How WebView Sucks

WebView のダメさというのは広く語られて久しいが、自分も仕事でさわった WebView を通じて理解が深まった。周回遅れは承知で記録しておく。なお自分の仕事アプリは電子書籍リーダであり電子書籍の標準フォーマットは HTML なので WebView を使うのは仕方ない。以下は仕事に文句を言ってるわけではない。

モバイル向けのサービスを作りにあたり、数年前まではアプリを WebView で実装しようとする人々がいた。そして滅びた。彼らは Web テクノロジのダメさを非難したけれど、Web のダメさは理由の半分くらいだと思う。残りの半分は WebView のダメさではないか。少なくとも Android では。

Android の WebView は Web と Android のダメなところを集めた代物といえる。

まず WebView は View のサブクラスなので Activity のライフサイクルに引きずられて作られたり破棄されたりする。しかし WebView の中からライフサイクルイベントを知ることはできないし状態も直列化されない。結果としてライフサイクルが切り替わるたびにページが再構築される。状態がふっとんでしまうし、遅い。様々なものが View の寿命にひきずられるのはほんとにキツイ。ライフサイクルの遷移による WebView の再構築はウェブページのリロード相当ではない。どちらかというとブラウザの再起動みたいなもの。レンダリングエンジンの使う OS の資源は一旦破棄したあと確保しなおされる。キャッシュも全部消える。超遅い。

同じモバイルでも WebView でなくブラウザのウェブならこうした問題はおきない。ブラウザはページを Service にホストするため Activity ライフサイクルの影響を受けない。仮にブラウザが背後のタブにいるページを一旦 purge したとしてもブラウザ本体は生き続けている。だからタブの開き直しは WebView つくりなおしより速い。

画面の描画もきびしい。最近の WebView は別スレッドの GL でページを書いて結果を SurfaceView としてアプリ本体の View ツリーに composite するけれど、メインスレッドを自分でもっていないせいでブラウザがやっている小細工がまったくできない。遅い。

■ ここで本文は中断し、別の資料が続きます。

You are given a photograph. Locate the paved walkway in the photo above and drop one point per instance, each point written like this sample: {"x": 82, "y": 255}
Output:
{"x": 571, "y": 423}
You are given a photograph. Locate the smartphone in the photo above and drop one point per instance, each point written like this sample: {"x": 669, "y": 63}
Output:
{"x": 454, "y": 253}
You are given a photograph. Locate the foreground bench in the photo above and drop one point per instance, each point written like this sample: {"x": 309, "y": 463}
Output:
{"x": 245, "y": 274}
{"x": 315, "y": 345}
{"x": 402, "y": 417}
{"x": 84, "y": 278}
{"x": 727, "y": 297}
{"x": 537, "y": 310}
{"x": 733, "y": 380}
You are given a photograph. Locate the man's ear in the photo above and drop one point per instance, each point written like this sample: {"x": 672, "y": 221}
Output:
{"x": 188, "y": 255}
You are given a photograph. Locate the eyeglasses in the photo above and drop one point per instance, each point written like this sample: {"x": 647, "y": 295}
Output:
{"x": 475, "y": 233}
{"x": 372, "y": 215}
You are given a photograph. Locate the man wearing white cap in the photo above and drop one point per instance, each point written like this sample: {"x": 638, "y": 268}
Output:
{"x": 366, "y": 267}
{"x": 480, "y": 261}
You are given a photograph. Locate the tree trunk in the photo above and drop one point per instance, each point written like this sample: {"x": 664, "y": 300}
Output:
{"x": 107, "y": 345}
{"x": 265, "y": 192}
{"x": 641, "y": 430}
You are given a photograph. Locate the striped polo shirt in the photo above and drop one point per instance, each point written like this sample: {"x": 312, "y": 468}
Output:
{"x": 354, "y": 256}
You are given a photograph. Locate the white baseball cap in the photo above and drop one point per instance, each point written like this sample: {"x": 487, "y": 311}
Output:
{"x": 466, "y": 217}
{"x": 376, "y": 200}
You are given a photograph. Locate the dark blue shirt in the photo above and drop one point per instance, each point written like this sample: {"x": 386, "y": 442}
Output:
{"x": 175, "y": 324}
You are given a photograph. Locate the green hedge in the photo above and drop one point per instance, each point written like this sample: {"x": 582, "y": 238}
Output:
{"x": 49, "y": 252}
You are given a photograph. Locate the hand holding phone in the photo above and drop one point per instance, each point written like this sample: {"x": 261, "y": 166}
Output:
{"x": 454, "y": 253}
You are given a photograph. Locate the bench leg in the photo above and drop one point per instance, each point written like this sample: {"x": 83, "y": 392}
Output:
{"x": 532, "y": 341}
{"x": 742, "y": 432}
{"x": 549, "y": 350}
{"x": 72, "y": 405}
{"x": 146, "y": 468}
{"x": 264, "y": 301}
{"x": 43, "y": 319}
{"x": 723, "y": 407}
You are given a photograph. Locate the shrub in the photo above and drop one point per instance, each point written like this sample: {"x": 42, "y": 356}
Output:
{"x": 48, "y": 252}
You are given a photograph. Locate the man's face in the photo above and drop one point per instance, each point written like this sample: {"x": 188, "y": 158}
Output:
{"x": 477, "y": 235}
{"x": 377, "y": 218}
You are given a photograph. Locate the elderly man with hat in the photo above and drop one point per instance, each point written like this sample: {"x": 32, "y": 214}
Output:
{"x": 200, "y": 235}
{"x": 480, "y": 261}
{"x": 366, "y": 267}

スレッドといえば、アプリのスレッドと WebView のスレッドがわかれておりイベントループが二つあるのもつらい。普通の WebView のユースケースでウェブのイベントループとアプリのイベントループを混ぜたくないのはわかる。ランダムなウェブサイトの遅さがアプリを止めてしまうから。でもその理不尽な環境下にある WebView を主体としてアプリをつくるとか、無理でしょ。

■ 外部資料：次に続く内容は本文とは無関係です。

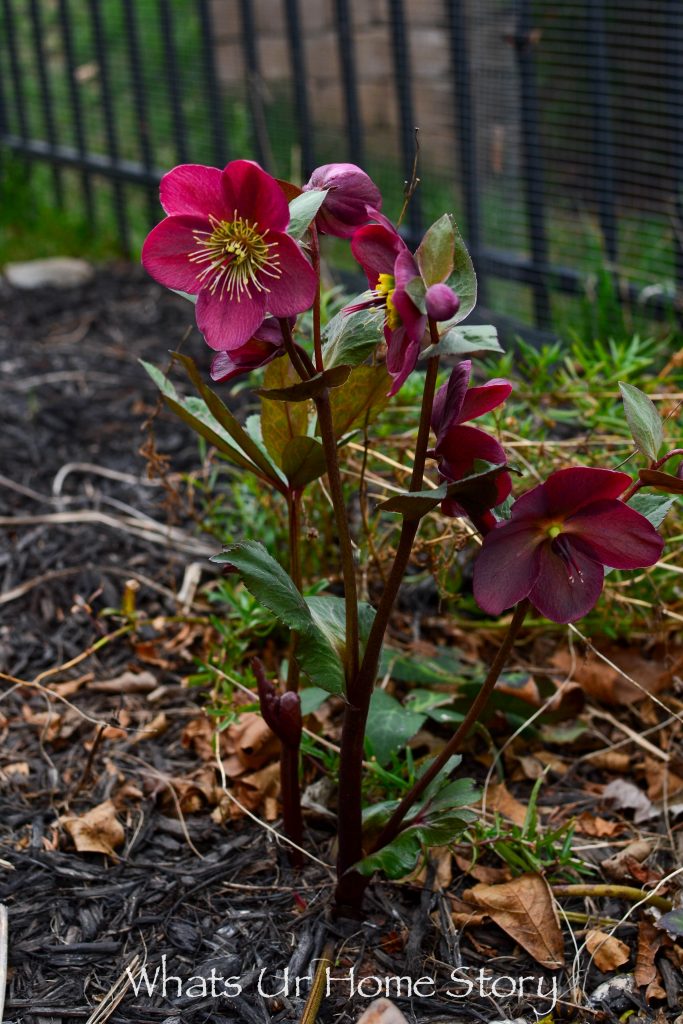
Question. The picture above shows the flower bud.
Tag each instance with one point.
(441, 301)
(351, 195)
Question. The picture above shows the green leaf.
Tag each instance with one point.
(332, 378)
(643, 419)
(463, 280)
(302, 461)
(302, 210)
(435, 253)
(463, 340)
(226, 420)
(389, 725)
(351, 338)
(364, 394)
(653, 507)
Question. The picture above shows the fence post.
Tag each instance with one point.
(458, 25)
(532, 163)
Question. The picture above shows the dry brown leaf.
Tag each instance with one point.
(525, 910)
(649, 940)
(607, 951)
(97, 832)
(127, 682)
(382, 1012)
(500, 799)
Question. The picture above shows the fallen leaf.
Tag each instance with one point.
(649, 940)
(500, 799)
(525, 910)
(607, 951)
(382, 1012)
(97, 832)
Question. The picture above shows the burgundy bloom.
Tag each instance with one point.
(557, 542)
(351, 197)
(265, 346)
(389, 266)
(224, 241)
(459, 446)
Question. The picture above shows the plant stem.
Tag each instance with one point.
(392, 826)
(351, 885)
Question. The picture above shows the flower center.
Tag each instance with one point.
(384, 289)
(233, 255)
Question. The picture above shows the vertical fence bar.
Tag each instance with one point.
(111, 133)
(602, 129)
(173, 81)
(403, 84)
(139, 100)
(675, 96)
(298, 59)
(76, 109)
(212, 86)
(45, 93)
(15, 69)
(458, 27)
(532, 163)
(255, 88)
(347, 61)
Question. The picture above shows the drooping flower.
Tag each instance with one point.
(459, 446)
(267, 344)
(389, 266)
(351, 197)
(224, 241)
(557, 542)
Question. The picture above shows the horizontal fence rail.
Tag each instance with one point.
(113, 94)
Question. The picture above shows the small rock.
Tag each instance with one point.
(58, 271)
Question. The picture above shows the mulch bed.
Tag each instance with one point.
(183, 890)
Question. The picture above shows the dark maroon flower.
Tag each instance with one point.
(557, 542)
(351, 197)
(389, 266)
(441, 302)
(459, 446)
(224, 241)
(266, 345)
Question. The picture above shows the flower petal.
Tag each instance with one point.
(617, 536)
(568, 582)
(166, 253)
(376, 248)
(482, 398)
(506, 568)
(194, 189)
(252, 194)
(449, 399)
(567, 491)
(295, 289)
(228, 325)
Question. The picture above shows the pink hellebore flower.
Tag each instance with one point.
(458, 446)
(265, 346)
(389, 266)
(351, 198)
(555, 546)
(224, 241)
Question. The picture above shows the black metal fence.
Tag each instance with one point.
(552, 129)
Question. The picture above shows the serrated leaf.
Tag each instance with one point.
(311, 388)
(351, 338)
(390, 725)
(302, 461)
(435, 253)
(643, 419)
(364, 394)
(653, 507)
(302, 211)
(464, 340)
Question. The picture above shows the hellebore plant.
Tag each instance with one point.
(251, 259)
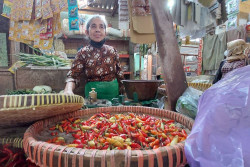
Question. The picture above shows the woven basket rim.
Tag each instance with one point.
(30, 140)
(22, 109)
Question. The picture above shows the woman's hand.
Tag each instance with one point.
(70, 86)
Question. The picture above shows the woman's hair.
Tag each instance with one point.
(88, 22)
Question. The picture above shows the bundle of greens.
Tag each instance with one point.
(20, 92)
(43, 60)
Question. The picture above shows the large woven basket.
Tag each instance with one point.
(47, 154)
(16, 110)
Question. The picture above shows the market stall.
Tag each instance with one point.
(124, 82)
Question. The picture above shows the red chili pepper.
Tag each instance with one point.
(114, 126)
(143, 133)
(144, 118)
(132, 115)
(135, 145)
(184, 133)
(112, 134)
(156, 146)
(135, 135)
(147, 127)
(76, 136)
(167, 141)
(80, 146)
(91, 136)
(142, 138)
(168, 122)
(123, 136)
(102, 130)
(77, 141)
(105, 147)
(132, 128)
(176, 133)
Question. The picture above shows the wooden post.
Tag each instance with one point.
(14, 49)
(171, 64)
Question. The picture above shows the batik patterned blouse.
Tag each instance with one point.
(96, 64)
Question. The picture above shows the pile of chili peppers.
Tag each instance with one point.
(13, 157)
(105, 131)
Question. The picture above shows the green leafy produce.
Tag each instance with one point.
(43, 59)
(20, 92)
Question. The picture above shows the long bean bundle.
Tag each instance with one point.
(43, 60)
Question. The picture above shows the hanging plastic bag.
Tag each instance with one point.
(220, 135)
(188, 102)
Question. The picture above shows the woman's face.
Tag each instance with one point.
(97, 30)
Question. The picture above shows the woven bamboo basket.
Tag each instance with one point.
(16, 110)
(47, 154)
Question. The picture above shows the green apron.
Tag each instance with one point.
(105, 90)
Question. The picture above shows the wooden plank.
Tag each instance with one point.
(174, 75)
(149, 67)
(14, 49)
(7, 81)
(3, 50)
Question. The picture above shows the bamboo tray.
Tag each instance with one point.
(17, 110)
(47, 154)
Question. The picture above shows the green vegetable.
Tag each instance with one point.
(42, 89)
(20, 92)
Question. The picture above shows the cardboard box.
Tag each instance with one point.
(141, 28)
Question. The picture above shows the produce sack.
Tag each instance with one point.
(188, 102)
(220, 135)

このスレッドモデルのせいで WebView と Java のブリッジコールは超遅い。ブリッジは WebView のスレッドでもなくメインループでもない謎のスレッドで呼ばれる。スレッドホップが挟まるせいで JS が 1ms 近く止まってしまう。しかもブロッキングせずに ブリッジを呼ぶ方法がない。最近は postMessage() できるようになったけど。いずれにせよ JS の世界と Java の世界は大きく隔たっている。これは Node を自由に使える Electron とはだいぶ違うし、ActiveX の使えた Windows の IE component よりもしょぼい。

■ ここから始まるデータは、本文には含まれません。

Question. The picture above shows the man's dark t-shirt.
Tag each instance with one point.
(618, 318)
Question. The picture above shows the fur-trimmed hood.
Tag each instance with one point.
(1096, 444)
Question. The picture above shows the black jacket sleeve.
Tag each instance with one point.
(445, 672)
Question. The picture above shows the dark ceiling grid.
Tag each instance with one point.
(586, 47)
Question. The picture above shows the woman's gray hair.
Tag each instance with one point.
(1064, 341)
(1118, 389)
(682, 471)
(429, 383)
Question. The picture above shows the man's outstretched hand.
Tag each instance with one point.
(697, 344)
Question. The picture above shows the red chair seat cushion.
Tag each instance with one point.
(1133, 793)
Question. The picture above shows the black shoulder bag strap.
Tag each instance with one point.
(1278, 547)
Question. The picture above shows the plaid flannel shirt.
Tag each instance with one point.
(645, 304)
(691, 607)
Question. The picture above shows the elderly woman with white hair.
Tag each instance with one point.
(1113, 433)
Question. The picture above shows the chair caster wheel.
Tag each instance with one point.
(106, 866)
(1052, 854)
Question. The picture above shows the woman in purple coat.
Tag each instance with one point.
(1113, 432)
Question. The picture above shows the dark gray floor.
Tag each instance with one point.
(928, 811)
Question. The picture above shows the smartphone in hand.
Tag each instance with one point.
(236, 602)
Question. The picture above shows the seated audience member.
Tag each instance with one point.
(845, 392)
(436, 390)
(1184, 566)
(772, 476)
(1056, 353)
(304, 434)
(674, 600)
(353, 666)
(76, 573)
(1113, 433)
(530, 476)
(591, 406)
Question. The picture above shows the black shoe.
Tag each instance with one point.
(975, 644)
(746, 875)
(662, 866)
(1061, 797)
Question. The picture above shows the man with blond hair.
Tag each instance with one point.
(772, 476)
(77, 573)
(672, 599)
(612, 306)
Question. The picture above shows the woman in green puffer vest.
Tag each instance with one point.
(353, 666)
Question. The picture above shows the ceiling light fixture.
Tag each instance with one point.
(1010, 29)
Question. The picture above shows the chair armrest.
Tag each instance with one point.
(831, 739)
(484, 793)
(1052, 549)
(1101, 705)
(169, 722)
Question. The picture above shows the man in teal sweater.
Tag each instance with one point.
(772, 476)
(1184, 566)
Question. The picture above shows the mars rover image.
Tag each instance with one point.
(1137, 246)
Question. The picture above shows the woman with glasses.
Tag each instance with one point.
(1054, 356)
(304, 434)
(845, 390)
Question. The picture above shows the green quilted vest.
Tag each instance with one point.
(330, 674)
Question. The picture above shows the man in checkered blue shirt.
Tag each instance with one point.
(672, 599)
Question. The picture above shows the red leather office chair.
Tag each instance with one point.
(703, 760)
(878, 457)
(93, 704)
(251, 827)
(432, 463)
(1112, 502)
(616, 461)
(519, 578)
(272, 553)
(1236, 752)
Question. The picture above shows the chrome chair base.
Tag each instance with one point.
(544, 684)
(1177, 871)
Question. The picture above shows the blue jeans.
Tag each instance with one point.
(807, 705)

こういう技術的な問題のせいで WebView ベースのアプリは Android の力をまったく引き出せない。そのくせウェブのよさも全部捨ててしまっている。ブラウザの資源を使えない。URL もない。Hyperlink もない。柔軟なデプロイもできない。検索エンジンからもソーシャルメディアからも traffic を呼び込めない。そりゃダメだろ・・・

今となってはブラウザもマシになったし JS で書きたいだけなら React Native もある。WebView で頑張ろうとする人はいない。だからこの話は歴史的な回顧でしかない。Lesson Learned があるとすれば何か。Web やその他のテクノロジをプレットホーム抽象化レイヤとして使ってはいけないということだろう。Web の良さはプラットフォーム中立であること(だけ)ではない。Web は Web というプラットホームであり、独立したプラットホームとしての良さがある。その力を引き出さないと良いものは作れない。WebView はそれを反例として示した。